Hidup di dua dunia yang berlawanan inilah letak keunikan kerja-kerja etnomusikologi. Ketika mahasiswa jurusan praktik musik (atau seni lainnya) sibuk mengolah keterampilan bermusik dan ketubuhannya, mahasiswa etnomusikologi sibuk mengasah pemikiran dan gagasan.

Tidak mengherankan jika laku berat semacam itu tak menarik minat generasi muda untuk ikut jauh terlibat. Oleh karena itu, jurusan-jurusan etnomusikologi di dunia senantiasa berada di level magister (S2) dan doktoral (S3).

Tidak ada (sejauh yang saya ketahui) Jurusan Etnomusikologi berada di tingkat kesarjanaan S1 (bachelor) kecuali di Indonesia. Kanapa Jurusan Etnomusikologi hanya berada di level magister dan doktoral? Logikanya sederhana, setelah urusan praktik musik selesai, tahap selanjutnya adalah mengkajinya.

Gejolak bermusik, menjadi seniman, dan kekasih yang sudah berada di pelukan dirayu lagu picisan di depan kos-kosan sudah tuntas. Selanjutnya, mereka fokus untuk memikirkan musik yang membentuk jati dirinya. Di Indonesia, langkah demikian terbalik. Generasi yang masih abangan itu dituntut untuk berwacana, mencari gagasan, dan mengonseptualisasikan ide tentang musik. Sangat berat bukan?

Sebab itu saya memandang, di Indonesia, semakin etnomusikologi dikenal publik, maka semakin mereka berfikir ulang untuk masuk dan terlibat menjadi mahasiswa Jurusan Etnomusikologi. Wajar kemudian mahasiswanya tak banyak. Di lembaga tempat saya bekerja, ISI Surakarta, mahasiswa baru Jurusan Etnomusikologi setiap tahunnya berkisar antara 50-an orang. Itu sudah sangat banyak.

Namun, coba bandingkan dengan jurusan lain (praktik seni) yang rata-rata 100-an mahasiswa bahkan lebih.
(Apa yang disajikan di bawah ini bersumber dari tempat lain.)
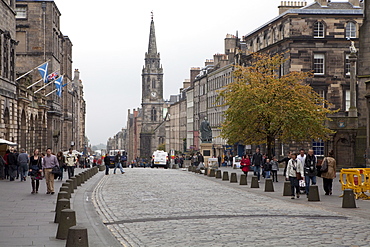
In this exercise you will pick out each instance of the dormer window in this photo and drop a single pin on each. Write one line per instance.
(351, 30)
(318, 30)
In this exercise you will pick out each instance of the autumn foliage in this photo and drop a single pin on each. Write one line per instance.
(262, 106)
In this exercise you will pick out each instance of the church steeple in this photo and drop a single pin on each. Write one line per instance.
(152, 48)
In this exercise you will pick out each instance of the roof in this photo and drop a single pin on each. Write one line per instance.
(333, 8)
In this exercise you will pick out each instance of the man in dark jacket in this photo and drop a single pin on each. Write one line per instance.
(257, 162)
(310, 170)
(12, 162)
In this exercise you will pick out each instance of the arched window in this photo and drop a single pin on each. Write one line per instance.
(153, 114)
(351, 30)
(318, 30)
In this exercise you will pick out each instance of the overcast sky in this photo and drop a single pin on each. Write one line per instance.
(110, 41)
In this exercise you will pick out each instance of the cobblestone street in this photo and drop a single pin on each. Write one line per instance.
(157, 207)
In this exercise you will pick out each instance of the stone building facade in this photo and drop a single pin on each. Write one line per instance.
(8, 87)
(152, 129)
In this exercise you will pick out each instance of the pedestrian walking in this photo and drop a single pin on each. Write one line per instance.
(330, 174)
(285, 160)
(106, 163)
(35, 171)
(267, 166)
(13, 167)
(245, 164)
(71, 161)
(23, 161)
(50, 161)
(117, 160)
(274, 169)
(62, 164)
(310, 170)
(257, 162)
(293, 174)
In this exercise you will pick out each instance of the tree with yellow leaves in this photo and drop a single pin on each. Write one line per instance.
(263, 107)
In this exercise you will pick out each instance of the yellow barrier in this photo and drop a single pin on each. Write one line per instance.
(357, 179)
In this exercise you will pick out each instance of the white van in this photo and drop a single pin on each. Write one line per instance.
(160, 159)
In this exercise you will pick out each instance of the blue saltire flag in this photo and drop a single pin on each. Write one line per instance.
(43, 69)
(58, 85)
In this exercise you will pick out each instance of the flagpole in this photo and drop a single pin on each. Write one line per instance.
(31, 70)
(40, 80)
(44, 86)
(51, 92)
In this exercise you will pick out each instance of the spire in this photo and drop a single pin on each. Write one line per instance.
(152, 48)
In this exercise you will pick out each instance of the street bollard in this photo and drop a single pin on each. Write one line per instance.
(212, 173)
(243, 179)
(74, 179)
(313, 195)
(67, 219)
(62, 195)
(78, 179)
(77, 237)
(287, 190)
(255, 183)
(269, 186)
(348, 199)
(69, 187)
(218, 173)
(233, 178)
(65, 189)
(71, 184)
(61, 204)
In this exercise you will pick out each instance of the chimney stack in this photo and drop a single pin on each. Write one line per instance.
(287, 5)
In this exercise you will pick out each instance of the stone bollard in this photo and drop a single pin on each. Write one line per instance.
(62, 195)
(313, 195)
(78, 179)
(61, 204)
(102, 168)
(243, 179)
(269, 186)
(67, 219)
(77, 237)
(218, 173)
(348, 199)
(71, 184)
(74, 179)
(255, 183)
(69, 187)
(287, 189)
(233, 178)
(65, 189)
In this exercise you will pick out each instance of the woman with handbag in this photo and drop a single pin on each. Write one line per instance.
(328, 172)
(35, 171)
(294, 173)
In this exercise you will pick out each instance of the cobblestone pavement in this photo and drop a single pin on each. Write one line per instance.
(157, 207)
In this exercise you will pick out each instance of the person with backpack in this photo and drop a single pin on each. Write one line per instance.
(310, 170)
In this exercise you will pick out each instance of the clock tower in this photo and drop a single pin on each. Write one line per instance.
(152, 131)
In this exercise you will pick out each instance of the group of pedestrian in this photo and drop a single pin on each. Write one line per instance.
(38, 166)
(306, 167)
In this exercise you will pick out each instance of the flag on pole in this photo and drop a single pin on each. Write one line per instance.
(58, 85)
(52, 76)
(43, 69)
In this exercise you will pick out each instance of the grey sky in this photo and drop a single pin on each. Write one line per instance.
(110, 40)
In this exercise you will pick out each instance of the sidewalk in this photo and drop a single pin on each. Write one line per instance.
(334, 202)
(28, 219)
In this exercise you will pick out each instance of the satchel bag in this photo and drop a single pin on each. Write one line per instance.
(324, 167)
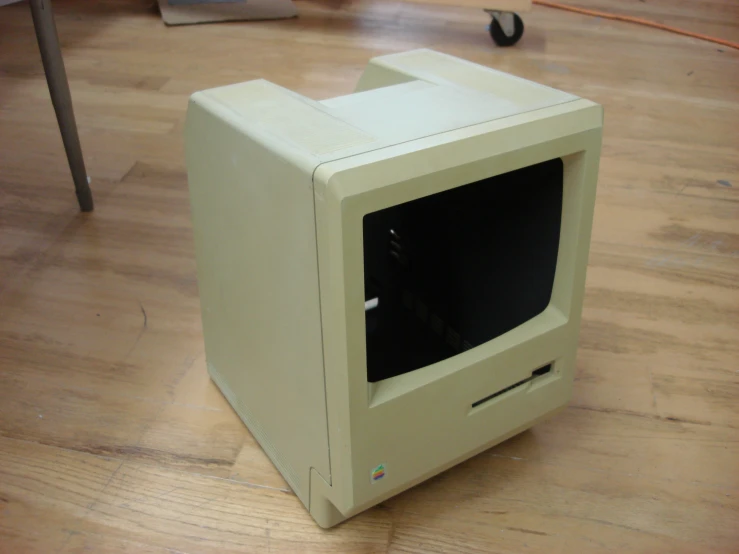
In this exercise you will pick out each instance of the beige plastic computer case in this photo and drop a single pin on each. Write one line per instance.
(279, 187)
Uniknya, dari mahasiswa yang tidak banyak itulah sebuah keyakinan terbentuk, bahwa mereka adalah sekumpulan orang-orang terpilih, mampu menerima wahyu keilahian untuk menerjemahkan bahasa langitan.

Tidak heran kemudian mahasiswa etnomusikologi senantiasa terdepan dalam olah pemikiran, memenangkan berbagai kejuaraan yang bertaut dengan gagasan, lebih memiliki sikap empati dan kecerdasan intelektual di atas rata-rata mahasiswa di jurusan lain.

Saya beruntung ikut bergulat di dunia yang demikian, hingga tiba saatnya jurusan itu harus dinilai dan diukur dengan kapasitas dan kapabelitasnya oleh pemerintah pusat, dan hasilnya adalah “unggul”. Sebuah pencapaian monumental, di ISI Surakarta, menjadi satu-satunya jurusan terakreditasi paling puncak, di saat jurusan lain harus terseok-seok dan terengah-engah meraihnya. Aduh!!